Hannah Hilbert-Wolf, Eric Roberts, Cassy Mtelela, Pat O’Connor, & Nancy Stevens present CONSTRAINING THE TIMING OF CENOZOIC RIFTING AND BASIN DEVELOPMENT IN THE RUKWA RIFT BASIN OF THE EAST AFRICAN RIFT SYSTEM VIA DETRITAL ZIRCON GEOCHRONOLOGY.

Preliminary zircon analyses (U/Pb ages via LA-ICPMS; n=~1,000) from a suite of samples spanning the spatial and temporal extent of the Lake Beds megasequence, the youngest sedimentary package in the Rukwa Rift Basin of the western branch of the East African Rift System in Tanzania, reveal a maximum depositional age of ~7 Ma. Our new data suggests the initiation of a late Cenozoic rifting event, further constraining the timing of rifting and basin development in the western branch. These results complement recent work that confirms active volcanism and topographic uplift in the Rukwa Rift Basin ~25 Ma, signaling the contemporaneous development of the western and eastern rift branches. The nature of sedimentary fill in a rift basin depends on climate, provenance, and subsidence rates. Since extensional events in the East African Rift System are marked by sedimentation and magmatism, the age and provenance of both detrital and tuffaceous zircons from the Rukwa Rift Basin strata provide reliable insight into the timing of rift development and erosion linked to uplift and landscape change in the western branch. Our suggested timing for basin development (~7 Ma) is consistent with demonstrated rifting in Uganda and Malawi, as well as with the initiation of volcanism in the Rungwe Volcanic Province, and the estimated development of Lake Tanganyika to the north.
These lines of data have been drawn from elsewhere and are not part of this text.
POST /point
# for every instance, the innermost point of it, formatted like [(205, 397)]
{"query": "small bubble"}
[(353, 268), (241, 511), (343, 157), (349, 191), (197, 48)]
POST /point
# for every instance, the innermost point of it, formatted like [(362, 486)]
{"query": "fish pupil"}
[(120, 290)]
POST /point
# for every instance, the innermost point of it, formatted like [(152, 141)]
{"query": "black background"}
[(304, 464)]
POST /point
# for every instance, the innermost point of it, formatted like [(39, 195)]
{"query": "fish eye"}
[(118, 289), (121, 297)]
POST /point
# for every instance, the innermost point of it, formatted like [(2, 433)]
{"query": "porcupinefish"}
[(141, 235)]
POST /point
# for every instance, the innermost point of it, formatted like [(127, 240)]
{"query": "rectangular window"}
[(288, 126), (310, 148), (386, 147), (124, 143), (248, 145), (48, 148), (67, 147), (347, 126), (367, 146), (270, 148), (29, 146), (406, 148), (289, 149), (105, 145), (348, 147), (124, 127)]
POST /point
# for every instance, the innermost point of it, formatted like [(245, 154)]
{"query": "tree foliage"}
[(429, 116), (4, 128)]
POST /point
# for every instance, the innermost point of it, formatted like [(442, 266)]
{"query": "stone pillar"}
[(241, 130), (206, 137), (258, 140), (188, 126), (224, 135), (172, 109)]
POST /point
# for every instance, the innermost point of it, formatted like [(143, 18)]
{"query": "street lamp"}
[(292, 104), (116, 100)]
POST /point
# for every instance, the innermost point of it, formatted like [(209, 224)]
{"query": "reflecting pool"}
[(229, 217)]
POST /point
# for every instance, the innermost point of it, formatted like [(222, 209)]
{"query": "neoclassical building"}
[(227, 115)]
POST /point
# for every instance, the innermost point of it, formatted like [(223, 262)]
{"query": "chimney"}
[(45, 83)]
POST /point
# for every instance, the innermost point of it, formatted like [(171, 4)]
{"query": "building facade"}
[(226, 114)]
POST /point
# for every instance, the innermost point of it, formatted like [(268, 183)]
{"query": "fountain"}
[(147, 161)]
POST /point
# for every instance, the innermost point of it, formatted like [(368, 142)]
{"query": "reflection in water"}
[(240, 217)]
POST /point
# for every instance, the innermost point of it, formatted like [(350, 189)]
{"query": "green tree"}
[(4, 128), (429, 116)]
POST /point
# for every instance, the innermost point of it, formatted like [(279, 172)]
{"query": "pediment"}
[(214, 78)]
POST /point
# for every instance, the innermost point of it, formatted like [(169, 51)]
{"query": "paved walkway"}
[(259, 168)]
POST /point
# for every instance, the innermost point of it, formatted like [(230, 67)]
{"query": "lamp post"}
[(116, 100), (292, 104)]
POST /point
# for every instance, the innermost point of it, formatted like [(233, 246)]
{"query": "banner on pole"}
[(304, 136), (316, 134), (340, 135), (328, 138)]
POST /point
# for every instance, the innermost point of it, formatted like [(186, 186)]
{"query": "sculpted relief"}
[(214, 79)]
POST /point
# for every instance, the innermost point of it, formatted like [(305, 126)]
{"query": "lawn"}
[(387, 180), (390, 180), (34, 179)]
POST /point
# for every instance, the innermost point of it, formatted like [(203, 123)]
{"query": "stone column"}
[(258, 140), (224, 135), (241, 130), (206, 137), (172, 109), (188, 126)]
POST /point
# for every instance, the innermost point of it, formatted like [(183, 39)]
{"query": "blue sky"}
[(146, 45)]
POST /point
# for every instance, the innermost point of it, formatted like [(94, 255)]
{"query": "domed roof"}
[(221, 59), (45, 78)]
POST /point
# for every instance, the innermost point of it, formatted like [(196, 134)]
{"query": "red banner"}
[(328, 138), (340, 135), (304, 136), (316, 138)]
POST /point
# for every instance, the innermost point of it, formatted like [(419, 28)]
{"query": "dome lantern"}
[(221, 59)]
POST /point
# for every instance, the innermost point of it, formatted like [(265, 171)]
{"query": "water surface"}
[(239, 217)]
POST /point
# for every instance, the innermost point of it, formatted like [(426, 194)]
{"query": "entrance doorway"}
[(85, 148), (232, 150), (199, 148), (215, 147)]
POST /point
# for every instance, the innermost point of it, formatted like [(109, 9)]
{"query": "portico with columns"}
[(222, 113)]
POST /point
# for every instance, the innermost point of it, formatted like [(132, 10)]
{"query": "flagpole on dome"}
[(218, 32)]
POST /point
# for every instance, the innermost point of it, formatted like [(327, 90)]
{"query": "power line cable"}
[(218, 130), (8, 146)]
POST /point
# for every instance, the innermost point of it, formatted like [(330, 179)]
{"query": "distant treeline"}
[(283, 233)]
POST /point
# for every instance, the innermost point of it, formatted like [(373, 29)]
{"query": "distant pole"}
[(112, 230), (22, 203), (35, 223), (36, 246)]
The late Cenozoic rifting and sediment deposition gleaned from our analyses of rift fill strata provides important temporal context for the rich faunal record described from the East African Rift. The Rukwa Rift Basin is an important setting for the evolution of unique flora and fauna. Recovered fossils, including the oldest known members of both the ape and Old World monkey clades, suggest that climate and landscape change linked with tectonic activity may have been critical to the evolution of Africa’s unique biota. Decoding the provenance of the sediments that entomb this rich fossil record is a key to illuminating the tectonic and environmental backdrop of early hominoid evolution and later, larger-scale faunal shifts in East Africa. This work contributes to understanding the tectonic history of the East African Rift by using detrital and tuff-derived zircons to constrain Paleogene to Neogene rifting events and sediment deposition in the Rukwa Rift Basin.